A computerized tomography (CT) scan takes multiple X-ray images from different angles. A computer will then take those images to create cross-sectional images of the inner workings of the body. Similar to the MRI, a contrast dye will be administered in some cases. It can be through the mouth, a vein, or an enema. CTs are painless and only take about half an hour
A positron emission tomography (PET) scan detects radioactive sugar injected into a patient’s body. The sugar is absorbed by the cells that use the most energy, and cancerous cells use more energy than other body cells. The scan will pick up on the radioactive sugar and where the sugar is in the body. This means that the PET scan shows the energy-consuming, malignant cells in the patient’s body.

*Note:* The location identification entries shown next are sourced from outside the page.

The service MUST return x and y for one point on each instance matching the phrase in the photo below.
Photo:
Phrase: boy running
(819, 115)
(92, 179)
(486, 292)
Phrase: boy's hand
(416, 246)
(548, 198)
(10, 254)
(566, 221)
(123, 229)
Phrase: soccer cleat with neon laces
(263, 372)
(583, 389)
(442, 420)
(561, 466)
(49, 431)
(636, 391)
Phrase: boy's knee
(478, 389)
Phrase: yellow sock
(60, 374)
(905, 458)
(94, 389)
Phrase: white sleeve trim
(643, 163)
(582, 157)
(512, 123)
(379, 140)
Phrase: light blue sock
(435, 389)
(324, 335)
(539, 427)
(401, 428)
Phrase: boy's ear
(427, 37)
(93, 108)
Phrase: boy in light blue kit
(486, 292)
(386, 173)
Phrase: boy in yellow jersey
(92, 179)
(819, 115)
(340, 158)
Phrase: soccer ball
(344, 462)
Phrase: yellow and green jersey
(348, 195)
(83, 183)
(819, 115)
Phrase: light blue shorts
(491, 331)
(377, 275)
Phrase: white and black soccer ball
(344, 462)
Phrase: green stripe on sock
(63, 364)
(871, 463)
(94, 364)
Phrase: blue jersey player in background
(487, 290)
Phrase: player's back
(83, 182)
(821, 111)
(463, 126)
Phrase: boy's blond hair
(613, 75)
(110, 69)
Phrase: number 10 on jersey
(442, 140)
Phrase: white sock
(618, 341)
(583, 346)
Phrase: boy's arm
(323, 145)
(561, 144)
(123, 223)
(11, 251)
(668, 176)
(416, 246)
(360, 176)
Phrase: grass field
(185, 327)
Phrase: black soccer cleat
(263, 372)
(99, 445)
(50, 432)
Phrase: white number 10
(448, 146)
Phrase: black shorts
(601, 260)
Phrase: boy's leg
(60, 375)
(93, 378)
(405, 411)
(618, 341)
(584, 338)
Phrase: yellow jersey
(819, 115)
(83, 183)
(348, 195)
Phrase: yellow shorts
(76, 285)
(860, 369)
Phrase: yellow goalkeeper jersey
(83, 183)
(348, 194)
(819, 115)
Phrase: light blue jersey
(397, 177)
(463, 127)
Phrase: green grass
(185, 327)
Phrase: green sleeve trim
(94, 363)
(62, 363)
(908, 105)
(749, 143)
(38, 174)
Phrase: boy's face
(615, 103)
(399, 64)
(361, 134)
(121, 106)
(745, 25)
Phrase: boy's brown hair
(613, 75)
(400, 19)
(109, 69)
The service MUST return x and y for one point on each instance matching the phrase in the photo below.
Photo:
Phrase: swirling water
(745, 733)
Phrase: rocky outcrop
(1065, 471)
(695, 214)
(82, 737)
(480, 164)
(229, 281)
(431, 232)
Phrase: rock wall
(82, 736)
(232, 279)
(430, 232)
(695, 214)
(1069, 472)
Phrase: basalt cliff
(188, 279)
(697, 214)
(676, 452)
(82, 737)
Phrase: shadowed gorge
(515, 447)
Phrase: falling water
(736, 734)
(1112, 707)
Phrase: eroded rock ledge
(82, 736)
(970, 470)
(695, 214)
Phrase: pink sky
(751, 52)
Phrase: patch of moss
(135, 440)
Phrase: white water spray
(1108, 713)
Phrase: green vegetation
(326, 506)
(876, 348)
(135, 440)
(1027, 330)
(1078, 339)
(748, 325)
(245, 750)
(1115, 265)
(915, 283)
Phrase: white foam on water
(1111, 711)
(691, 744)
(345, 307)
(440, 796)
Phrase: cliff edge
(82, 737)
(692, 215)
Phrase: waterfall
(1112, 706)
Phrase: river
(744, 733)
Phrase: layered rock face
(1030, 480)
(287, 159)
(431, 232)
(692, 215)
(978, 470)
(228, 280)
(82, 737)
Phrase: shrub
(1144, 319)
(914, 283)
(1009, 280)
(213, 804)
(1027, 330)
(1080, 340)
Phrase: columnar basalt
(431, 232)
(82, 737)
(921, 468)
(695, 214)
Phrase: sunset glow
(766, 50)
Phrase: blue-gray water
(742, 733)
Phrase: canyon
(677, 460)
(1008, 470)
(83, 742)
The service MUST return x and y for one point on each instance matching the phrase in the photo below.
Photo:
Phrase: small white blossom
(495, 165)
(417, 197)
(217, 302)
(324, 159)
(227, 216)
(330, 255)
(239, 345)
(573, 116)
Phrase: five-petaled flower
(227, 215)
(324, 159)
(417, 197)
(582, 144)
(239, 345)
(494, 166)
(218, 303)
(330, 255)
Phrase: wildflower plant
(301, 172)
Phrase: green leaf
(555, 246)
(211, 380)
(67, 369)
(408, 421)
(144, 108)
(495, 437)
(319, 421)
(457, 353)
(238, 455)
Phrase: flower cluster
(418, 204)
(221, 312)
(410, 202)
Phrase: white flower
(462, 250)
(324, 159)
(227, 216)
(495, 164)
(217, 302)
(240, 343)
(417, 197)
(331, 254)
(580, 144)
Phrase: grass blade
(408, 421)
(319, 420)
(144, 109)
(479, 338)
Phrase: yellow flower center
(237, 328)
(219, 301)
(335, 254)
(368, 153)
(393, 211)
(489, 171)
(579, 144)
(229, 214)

Once all results are back, the doctor will be able to assess and stage the particular case of ACC. Staging is important to develop a treatment plan best suited for the patient. A stage is a way to categorize the tumor’s growth or spread. The TNM system is used to stage ACC. The T stages tumors in the salivary glands; the N is for tumors in the lymph nodes, and the M is for any tumors that metastasized to a different part of the body. The following outlines of the TNM system are from cancer.net
TX: The primary tumor cannot be evaluated.
T0 (T plus zero): No evidence of a tumor is found.
T1: The tumor is small, 2 centimeters (cm) at its widest dimension. It is also noninvasive, which means it has not grown outside the area where it began.
T2: The tumor is larger, between 2 cm and 4 cm, but noninvasive.
T3: The tumor is larger than 4 cm, but not larger than 6 cm, and has spread beyond the salivary gland. However, the tumor does not affect the seventh nerve, which is the facial nerve that controls such expressions as smiles or frowns.
T4a: The tumor has invaded the skin, jawbone, ear canal, and/or facial nerve.
T4b: The tumor has invaded the skull base and/or the nearby bones and/or encases the arteries.
NX: The neck has undergone an intervention that prevents the evaluation of lymph nodes.
N0: There is no evidence of cancer in the regional nodes.
N1: The cancer has spread to a single node on the same side as the primary tumor, and the cancer found in the node is 3 cm or smaller.
N2a: The cancer has spread to a single lymph node on the same side as the primary tumor and is larger than 3 cm, but not larger than 6 cm.
N2b: The cancer has spread to more than one lymph node on the same side as the primary tumor, and no tumor measures larger than 6 cm.
N2c: The cancer has spread to more than one lymph node on either side of the body, and no tumor measures larger than 6 cm.
N3: The cancer found in the lymph nodes is larger than 6 cm.
MX: Distant metastasis cannot be evaluated.
M0: The cancer has not spread to other parts of the body.
M1: The cancer has spread to other parts of the body.
After the individual categories have been staged, they are combined to find the overall stage of the individual’s ACC. This chart is also from cancer.net
Stage I: This stage describes a noninvasive tumor (T1 or T2) with no spread to lymph nodes (N0) and no distant metastasis (M0).
Stage II: This stage describes an invasive tumor (T3) with no spread to lymph nodes (N0) or distant metastasis (M0).
Stage III: This stage describes a smaller tumor (T1 or T2) that has spread to regional lymph nodes (N1) but shows no sign of metastasis (M0).
Stage IVA: This stage describes any invasive tumor (T4a) that either has no lymph node involvement (N0) or has spread to only a single, same-sided lymph node (N1), but with no metastasis (M0). It is also used to describe a T3 tumor with one-sided nodal involvement (N1) but no metastasis (M0), or any tumor (any T) with extensive nodal involvement (N2) but no metastasis (M0).
Stage IVB: This stage describes any cancer (any T) with more extensive spread to lymph nodes (N2 or N3) and no metastasis (M0).
Stage IVC: This stage describes any cancer (any T, any N) with distant metastasis (M1).